ME (interrupting) "I....I think Jim would want to be off the account, yes. Let's take him OFF the account. Because he doesn't want to BE on the account anymore."
CASHIER (looking at me like I'm the kid from THE EXORCIST) "Certainly, Mrs. Morgan. I will be glad to take him off the account, then. If you will just step over to the middle chair over there, over there in front of the desk, we can begin the procedure."
ME: "The procedure?"
CASHIER: "Well, we will have to create a NEW account for YOU."
ME: "But I already HAVE an account here. I've had an account for nearly forty years."
CASHIER: "Yes, but it was a JOINT account and now that we are taking your husband OFF the account, you will need a NEW account."
ME: "Oh. I can't just use the account number we had and you can't just, like, erase his name?"
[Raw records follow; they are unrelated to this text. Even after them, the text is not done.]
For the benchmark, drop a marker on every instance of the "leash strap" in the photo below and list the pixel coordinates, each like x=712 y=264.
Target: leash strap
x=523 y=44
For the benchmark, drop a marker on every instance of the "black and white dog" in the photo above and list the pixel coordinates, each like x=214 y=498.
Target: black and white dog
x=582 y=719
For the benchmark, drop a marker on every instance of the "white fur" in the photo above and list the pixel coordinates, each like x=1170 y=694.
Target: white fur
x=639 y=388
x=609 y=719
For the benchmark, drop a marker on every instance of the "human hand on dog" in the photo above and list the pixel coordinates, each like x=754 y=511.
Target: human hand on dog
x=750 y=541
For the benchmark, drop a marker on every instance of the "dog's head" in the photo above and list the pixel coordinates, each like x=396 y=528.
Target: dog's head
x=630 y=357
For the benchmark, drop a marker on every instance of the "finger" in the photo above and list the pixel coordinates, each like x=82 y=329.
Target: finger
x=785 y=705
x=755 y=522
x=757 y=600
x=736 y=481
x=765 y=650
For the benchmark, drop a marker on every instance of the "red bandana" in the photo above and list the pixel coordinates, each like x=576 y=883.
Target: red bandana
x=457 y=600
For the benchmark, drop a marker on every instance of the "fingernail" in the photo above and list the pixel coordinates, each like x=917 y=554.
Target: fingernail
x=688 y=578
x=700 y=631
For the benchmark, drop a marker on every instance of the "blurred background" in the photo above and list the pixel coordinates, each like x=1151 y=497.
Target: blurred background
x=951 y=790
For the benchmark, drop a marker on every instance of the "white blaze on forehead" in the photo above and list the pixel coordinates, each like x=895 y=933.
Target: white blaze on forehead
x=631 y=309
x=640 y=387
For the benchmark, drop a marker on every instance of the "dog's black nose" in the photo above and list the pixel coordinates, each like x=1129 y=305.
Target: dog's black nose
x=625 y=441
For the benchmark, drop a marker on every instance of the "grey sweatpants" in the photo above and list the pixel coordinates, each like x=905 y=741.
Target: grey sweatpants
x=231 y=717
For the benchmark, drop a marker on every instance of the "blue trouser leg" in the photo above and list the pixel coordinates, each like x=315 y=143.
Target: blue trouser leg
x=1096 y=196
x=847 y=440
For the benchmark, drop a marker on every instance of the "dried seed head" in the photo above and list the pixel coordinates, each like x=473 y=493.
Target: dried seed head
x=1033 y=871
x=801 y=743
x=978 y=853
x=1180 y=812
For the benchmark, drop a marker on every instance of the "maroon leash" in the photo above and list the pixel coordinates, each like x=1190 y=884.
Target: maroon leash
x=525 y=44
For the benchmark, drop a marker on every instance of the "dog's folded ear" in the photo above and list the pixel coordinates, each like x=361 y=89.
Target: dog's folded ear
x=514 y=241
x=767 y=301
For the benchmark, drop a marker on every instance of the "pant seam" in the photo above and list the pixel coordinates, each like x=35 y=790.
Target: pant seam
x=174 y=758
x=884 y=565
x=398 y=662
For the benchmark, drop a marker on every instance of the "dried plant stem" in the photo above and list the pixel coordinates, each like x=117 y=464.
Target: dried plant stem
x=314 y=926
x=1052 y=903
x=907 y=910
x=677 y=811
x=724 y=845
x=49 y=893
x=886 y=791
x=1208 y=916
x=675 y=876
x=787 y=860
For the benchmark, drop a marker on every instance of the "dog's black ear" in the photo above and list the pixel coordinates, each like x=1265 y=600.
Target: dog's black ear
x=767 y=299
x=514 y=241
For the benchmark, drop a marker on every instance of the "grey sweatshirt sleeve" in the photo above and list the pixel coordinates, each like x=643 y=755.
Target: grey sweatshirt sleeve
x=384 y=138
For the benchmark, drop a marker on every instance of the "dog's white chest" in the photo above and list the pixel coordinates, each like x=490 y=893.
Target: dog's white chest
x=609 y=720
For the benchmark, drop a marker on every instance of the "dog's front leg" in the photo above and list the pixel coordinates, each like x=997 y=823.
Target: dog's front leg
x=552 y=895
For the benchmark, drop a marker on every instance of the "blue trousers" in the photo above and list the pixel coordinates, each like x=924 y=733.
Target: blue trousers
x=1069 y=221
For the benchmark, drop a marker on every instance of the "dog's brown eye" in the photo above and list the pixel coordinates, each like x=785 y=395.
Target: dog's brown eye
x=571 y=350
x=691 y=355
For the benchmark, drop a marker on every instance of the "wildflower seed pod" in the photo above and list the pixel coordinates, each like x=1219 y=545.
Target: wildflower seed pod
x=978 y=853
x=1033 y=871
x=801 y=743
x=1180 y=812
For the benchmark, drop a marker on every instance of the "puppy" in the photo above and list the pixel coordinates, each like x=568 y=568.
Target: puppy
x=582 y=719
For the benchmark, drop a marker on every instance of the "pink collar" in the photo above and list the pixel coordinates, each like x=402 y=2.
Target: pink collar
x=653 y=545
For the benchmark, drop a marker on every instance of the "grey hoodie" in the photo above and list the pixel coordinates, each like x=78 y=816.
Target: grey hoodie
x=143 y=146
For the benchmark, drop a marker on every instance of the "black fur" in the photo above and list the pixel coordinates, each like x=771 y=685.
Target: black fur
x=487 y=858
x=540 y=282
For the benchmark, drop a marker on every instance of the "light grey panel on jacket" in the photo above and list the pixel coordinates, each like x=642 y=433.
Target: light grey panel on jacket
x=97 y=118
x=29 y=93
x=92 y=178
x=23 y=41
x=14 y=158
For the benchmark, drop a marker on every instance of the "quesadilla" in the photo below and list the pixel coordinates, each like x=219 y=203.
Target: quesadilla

CASHIER: "I'm sorry, no. That just won't do. We can't just 'erase his name". We can't give you your old account number. We are going to make you a NEW account!" (She says this like she's saying, 'Cinderella SHALL go to the ball!")
ME: "Okay."
I sit down in the middle chair. I pick up a paper clip. I unbend it and stick both points into the palm of my right hand until it hurts. None of this makes me sad. It makes me crazy. It makes me so crazy that I can't tell who is crazier, them or me. I am given the new account number. I am given a smile. Two smiles. Three smiles. They just want me out of here, I can tell. I am upsetting them.

The higher the resistance and the larger the ohm, the slower the flow.